A Câmara do Bombarral embargou a obra mas por questões ligadas à sua execução e não por esta ser ilegal, visto que a Direcção Geral do Património Cultural (DGPC) deu parecer positivo ao projecto, ainda que de forma condicionada.

A olho nu basta uma visita ao local para se perceber que há algo de errado numa construção quase encostada ao muro que ladeia o monumento do séc. XVI que se situa precisamente à entrada da aldeia e logo a seguir ao Santuário do Senhor Jesus do Carvalhal.

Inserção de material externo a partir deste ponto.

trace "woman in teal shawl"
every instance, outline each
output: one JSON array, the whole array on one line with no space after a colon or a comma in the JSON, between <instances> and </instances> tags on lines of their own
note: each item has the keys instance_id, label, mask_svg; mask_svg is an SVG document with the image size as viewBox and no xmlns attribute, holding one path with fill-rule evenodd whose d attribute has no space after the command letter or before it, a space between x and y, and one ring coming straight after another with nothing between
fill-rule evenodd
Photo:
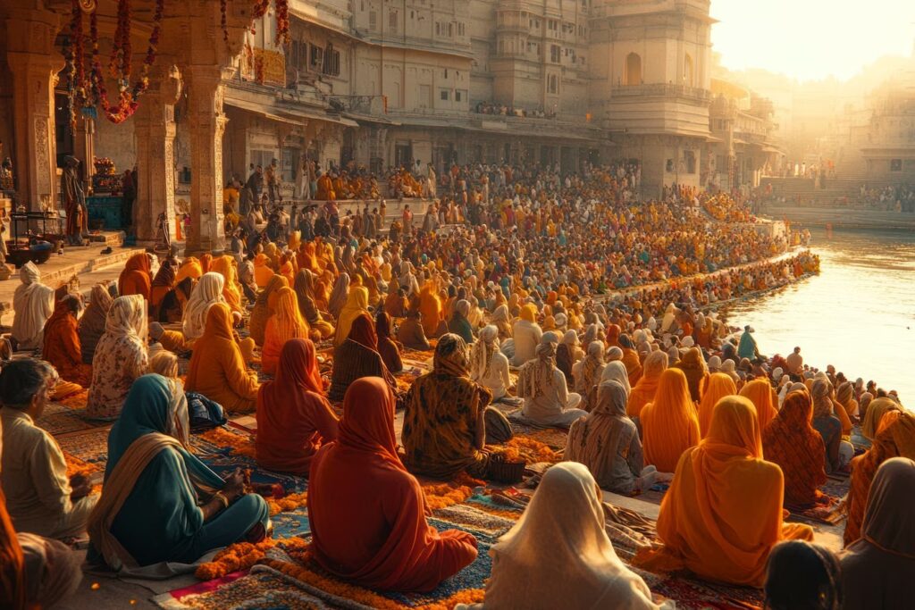
<instances>
[{"instance_id":1,"label":"woman in teal shawl","mask_svg":"<svg viewBox=\"0 0 915 610\"><path fill-rule=\"evenodd\" d=\"M744 326L743 335L740 336L740 342L737 344L737 357L752 360L759 355L759 351L756 348L756 339L750 335L752 332L752 328Z\"/></svg>"},{"instance_id":2,"label":"woman in teal shawl","mask_svg":"<svg viewBox=\"0 0 915 610\"><path fill-rule=\"evenodd\" d=\"M455 304L455 311L448 321L448 332L458 335L468 345L473 343L473 327L467 316L470 315L470 302L461 299Z\"/></svg>"},{"instance_id":3,"label":"woman in teal shawl","mask_svg":"<svg viewBox=\"0 0 915 610\"><path fill-rule=\"evenodd\" d=\"M264 498L243 493L239 471L223 481L188 453L187 431L179 382L159 375L134 382L108 435L105 485L89 523L91 560L155 569L265 535Z\"/></svg>"}]
</instances>

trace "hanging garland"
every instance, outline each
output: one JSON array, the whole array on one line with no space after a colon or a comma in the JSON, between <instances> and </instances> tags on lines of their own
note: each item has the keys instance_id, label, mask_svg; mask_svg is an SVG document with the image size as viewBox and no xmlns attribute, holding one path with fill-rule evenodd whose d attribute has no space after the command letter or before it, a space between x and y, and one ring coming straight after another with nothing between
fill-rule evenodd
<instances>
[{"instance_id":1,"label":"hanging garland","mask_svg":"<svg viewBox=\"0 0 915 610\"><path fill-rule=\"evenodd\" d=\"M249 31L252 34L257 34L257 27L254 25L253 21L255 19L260 19L264 15L267 14L267 10L270 8L270 0L253 0L253 10L252 13L252 23L249 27ZM226 17L226 12L228 9L228 0L220 0L220 10L222 12L222 38L229 43L229 24L228 18ZM291 39L289 35L289 1L288 0L274 0L274 4L276 5L276 44L277 45L287 45Z\"/></svg>"},{"instance_id":2,"label":"hanging garland","mask_svg":"<svg viewBox=\"0 0 915 610\"><path fill-rule=\"evenodd\" d=\"M122 6L129 0L120 0L118 5L118 29L115 31L115 39L119 37L120 48L117 46L113 52L112 61L109 68L114 66L114 76L118 80L118 100L116 104L113 104L108 99L108 90L105 87L104 73L102 70L102 62L99 59L99 27L98 11L92 14L89 20L90 40L92 43L92 55L91 59L92 71L90 75L90 90L95 94L95 102L102 106L105 116L109 121L117 124L124 123L136 112L139 103L137 100L149 87L149 70L156 63L156 53L159 43L159 32L162 27L162 14L165 8L165 0L156 0L156 10L153 16L153 31L149 35L149 46L146 48L146 57L140 69L140 78L136 80L133 87L130 86L130 12L129 7ZM122 17L125 19L122 20ZM126 47L125 52L124 47ZM89 105L94 105L91 103Z\"/></svg>"}]
</instances>

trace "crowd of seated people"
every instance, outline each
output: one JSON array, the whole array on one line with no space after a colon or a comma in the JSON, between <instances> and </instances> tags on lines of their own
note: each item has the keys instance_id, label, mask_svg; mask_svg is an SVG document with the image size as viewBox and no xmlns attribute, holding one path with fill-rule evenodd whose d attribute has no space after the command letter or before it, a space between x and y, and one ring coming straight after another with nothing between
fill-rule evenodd
<instances>
[{"instance_id":1,"label":"crowd of seated people","mask_svg":"<svg viewBox=\"0 0 915 610\"><path fill-rule=\"evenodd\" d=\"M568 431L568 462L493 547L487 607L655 607L613 551L598 488L632 494L658 480L670 483L661 546L635 557L642 569L765 587L774 602L791 586L780 562L806 562L805 592L841 590L865 607L879 579L888 603L902 599L909 560L893 558L915 552L900 508L915 418L895 392L797 352L762 357L750 327L734 333L708 309L816 273L818 259L770 261L786 243L697 214L681 189L638 201L626 168L510 175L489 199L458 202L447 233L401 221L372 232L343 216L309 239L264 229L239 257L137 255L85 310L24 272L14 329L43 359L0 372L0 555L13 558L3 583L16 583L3 594L50 605L79 580L65 561L30 572L29 544L50 562L55 539L88 532L93 565L150 577L271 535L245 473L221 476L195 455L189 395L253 413L258 464L307 476L311 557L353 583L430 591L475 561L472 535L426 521L417 476L491 478L513 404L519 423ZM481 192L489 175L468 176ZM58 339L70 348L48 345ZM406 349L431 360L408 388L396 377ZM85 385L84 415L113 423L101 495L66 476L41 428L52 396ZM868 448L855 457L856 424ZM834 501L819 490L827 474L851 480L841 581L813 530L783 522L784 508Z\"/></svg>"}]
</instances>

As obras estão ao nível das fundações e ameaçam crescer paredes meias com a capela até se transformarem numa moradia, com muro e piscina, de acordo com a Câmara do Bombarral, que diz ter emitido o licenciamento deste projecto a 19 de Março depois de a DGPC o ter aprovado em a 30 de Setembro do ano passado.

Em resposta a perguntas do PÚBLICO, o município diz que “cumpriu com toda a legislação existente”, mas que não ouviu o Patriarcado (proprietário da capela) porque este “não é entidade de referência”.

Opinião contrária tem o pároco do Carvalhal, Aníbal Pinto, que diz que “é uma vergonha o que está a acontecer” porque a moradia põe em causa a envolvente de um imóvel “que é um encanto e uma beleza”. O padre diz que está “indignado” com uma obra que teve início há poucos dias com a deposição de “pedregulhos e de entulho” junto à capela e pergunta “como é que a Câmara permitiu uma coisa destas’”. 

Pelos vistos, isso o município não permitiu porque em 11 de Maio embargou as obras devido a “movimentos de terra em área de Reserva Ecológica Nacional que não se encontravam previstas, nem licenciadas no processo de licenciamento”.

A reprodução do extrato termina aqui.